Don’t Be Sidelined by Exercise-Induced Asthma

David Beckham is one of the best-known soccer players of all time.

Roy Hibbert is a two-time NBA All-Star.

Swimmer Amy Van Dyken won six gold medals in two Olympics.

What do these athletes all have in common? They all are living with asthma.

 Beckham has been managing his asthma since he was a young boy, while Hibbert wasn’t diagnosed until well into his NBA career. For Van Dyken joining a swim team helped her live a more active life with asthma. As she told Consumer Health Day, “I started swimming when I was 6 and did it on a doctor’s recommendation, I wanted to be normal and walk up and down the stairs by myself…when I first started swimming I was terrible, but I was with my friends. It was a great thing for me to get into.”

With the help of your doctor, you can be active even though you have been diagnosed with asthma. What’s more, exercise can help you stay healthy and control your symptoms.

What’s the link between asthma and exercise?

Physical activity can bring on an asthma attack called exercise-induced asthma (EIA).

Experts say 90 percent of people dealing with chronic asthma also experience EIA. Symptoms of EIA are chest tightness, shortness of breath, coughing and wheezing. These symptoms may occur within the first few minutes of exercise or right after stopping a workout. They can last for an hour or longer and may lead to an asthma attack.
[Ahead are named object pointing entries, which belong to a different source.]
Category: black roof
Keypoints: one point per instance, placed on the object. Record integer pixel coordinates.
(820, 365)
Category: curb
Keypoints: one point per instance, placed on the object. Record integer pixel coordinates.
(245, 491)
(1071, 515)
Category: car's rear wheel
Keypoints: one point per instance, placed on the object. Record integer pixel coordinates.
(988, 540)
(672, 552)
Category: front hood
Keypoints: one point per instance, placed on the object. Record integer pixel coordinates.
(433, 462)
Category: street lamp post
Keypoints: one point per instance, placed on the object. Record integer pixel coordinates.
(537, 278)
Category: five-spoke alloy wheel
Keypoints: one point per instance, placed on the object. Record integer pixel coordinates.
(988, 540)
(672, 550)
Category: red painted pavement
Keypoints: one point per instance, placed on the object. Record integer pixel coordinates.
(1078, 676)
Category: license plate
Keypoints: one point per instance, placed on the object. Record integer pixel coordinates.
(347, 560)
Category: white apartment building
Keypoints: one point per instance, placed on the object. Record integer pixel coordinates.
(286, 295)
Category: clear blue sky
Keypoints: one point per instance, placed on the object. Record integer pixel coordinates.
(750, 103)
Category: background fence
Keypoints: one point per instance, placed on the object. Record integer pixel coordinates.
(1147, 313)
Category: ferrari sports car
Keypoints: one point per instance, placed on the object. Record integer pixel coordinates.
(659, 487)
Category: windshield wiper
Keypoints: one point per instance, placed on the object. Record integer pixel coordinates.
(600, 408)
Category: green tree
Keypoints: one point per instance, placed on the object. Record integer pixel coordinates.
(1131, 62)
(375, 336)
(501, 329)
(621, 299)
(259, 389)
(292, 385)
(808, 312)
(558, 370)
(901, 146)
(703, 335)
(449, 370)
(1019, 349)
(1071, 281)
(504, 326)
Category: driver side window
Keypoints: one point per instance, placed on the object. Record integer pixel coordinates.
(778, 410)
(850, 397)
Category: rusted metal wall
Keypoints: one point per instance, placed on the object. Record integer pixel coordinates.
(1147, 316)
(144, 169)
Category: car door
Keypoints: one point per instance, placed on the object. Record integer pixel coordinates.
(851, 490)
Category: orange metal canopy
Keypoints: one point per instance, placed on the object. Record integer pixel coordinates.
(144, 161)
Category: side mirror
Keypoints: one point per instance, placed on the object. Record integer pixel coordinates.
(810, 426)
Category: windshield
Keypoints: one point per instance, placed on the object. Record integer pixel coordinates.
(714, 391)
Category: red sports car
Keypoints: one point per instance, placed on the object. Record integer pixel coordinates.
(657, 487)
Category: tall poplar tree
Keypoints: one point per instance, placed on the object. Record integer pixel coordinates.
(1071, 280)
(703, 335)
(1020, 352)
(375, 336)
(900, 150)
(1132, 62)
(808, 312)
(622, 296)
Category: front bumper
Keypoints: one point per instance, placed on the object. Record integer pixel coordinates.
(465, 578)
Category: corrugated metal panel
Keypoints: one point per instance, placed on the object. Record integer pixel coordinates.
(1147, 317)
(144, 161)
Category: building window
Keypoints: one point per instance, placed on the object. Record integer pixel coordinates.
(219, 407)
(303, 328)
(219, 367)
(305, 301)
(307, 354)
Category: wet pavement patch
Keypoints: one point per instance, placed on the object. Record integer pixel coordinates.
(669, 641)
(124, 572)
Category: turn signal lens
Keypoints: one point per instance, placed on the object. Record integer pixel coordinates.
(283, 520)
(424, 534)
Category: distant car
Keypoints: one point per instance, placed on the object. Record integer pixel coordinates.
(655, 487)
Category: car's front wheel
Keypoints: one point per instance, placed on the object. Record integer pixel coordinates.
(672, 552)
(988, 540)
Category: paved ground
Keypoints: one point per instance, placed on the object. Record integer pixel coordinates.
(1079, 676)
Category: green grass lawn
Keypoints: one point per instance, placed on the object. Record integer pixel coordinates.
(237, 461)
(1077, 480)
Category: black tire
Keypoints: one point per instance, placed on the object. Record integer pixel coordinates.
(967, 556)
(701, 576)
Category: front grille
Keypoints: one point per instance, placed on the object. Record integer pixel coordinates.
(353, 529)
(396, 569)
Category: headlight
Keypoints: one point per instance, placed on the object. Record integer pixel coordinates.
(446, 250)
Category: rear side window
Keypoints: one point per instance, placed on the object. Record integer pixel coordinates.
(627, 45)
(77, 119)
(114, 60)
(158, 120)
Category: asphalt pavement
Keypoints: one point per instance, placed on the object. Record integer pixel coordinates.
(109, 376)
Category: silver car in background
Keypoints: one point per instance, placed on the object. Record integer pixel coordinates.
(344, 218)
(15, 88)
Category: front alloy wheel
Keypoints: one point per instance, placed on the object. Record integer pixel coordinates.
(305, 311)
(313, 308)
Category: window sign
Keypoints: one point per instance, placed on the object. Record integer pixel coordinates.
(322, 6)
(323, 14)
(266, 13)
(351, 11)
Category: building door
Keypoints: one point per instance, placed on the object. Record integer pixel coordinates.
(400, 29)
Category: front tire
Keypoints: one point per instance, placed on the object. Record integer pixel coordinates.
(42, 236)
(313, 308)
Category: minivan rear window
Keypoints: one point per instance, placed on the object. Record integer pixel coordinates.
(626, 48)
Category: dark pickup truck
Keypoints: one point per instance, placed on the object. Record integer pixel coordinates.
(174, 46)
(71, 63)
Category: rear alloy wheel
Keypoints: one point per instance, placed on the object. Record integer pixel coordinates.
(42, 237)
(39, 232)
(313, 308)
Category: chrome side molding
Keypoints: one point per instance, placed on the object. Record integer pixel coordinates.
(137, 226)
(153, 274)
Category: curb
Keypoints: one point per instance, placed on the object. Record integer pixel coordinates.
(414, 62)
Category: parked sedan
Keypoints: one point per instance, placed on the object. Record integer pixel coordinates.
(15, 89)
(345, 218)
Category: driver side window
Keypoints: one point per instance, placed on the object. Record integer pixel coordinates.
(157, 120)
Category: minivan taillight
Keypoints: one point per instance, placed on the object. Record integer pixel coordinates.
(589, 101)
Normally, your nose helps warm and humidify the air you breathe. But, when you breathe quickly through your mouth during harder exercise, the air going in your lungs is cooler and drier. This can bring on EIA.

Are some exercises more likely to cause an attack?

Some high-intensity, ongoing activities are more likely to trigger EIA. These include basketball, soccer, running, and cycling. Activity in cold, dry air, such as cross-country skiing and ice-skating, also can cause this condition.

What are the best sports for people living with asthma?

Sports with rest time and short bursts of activity are less likely to trigger symptoms in people with asthma. Team sports like football, gymnastics, volleyball, golf, baseball, racket sports and walking are good choices. Indoor water sports such as swimming and diving are also good choices.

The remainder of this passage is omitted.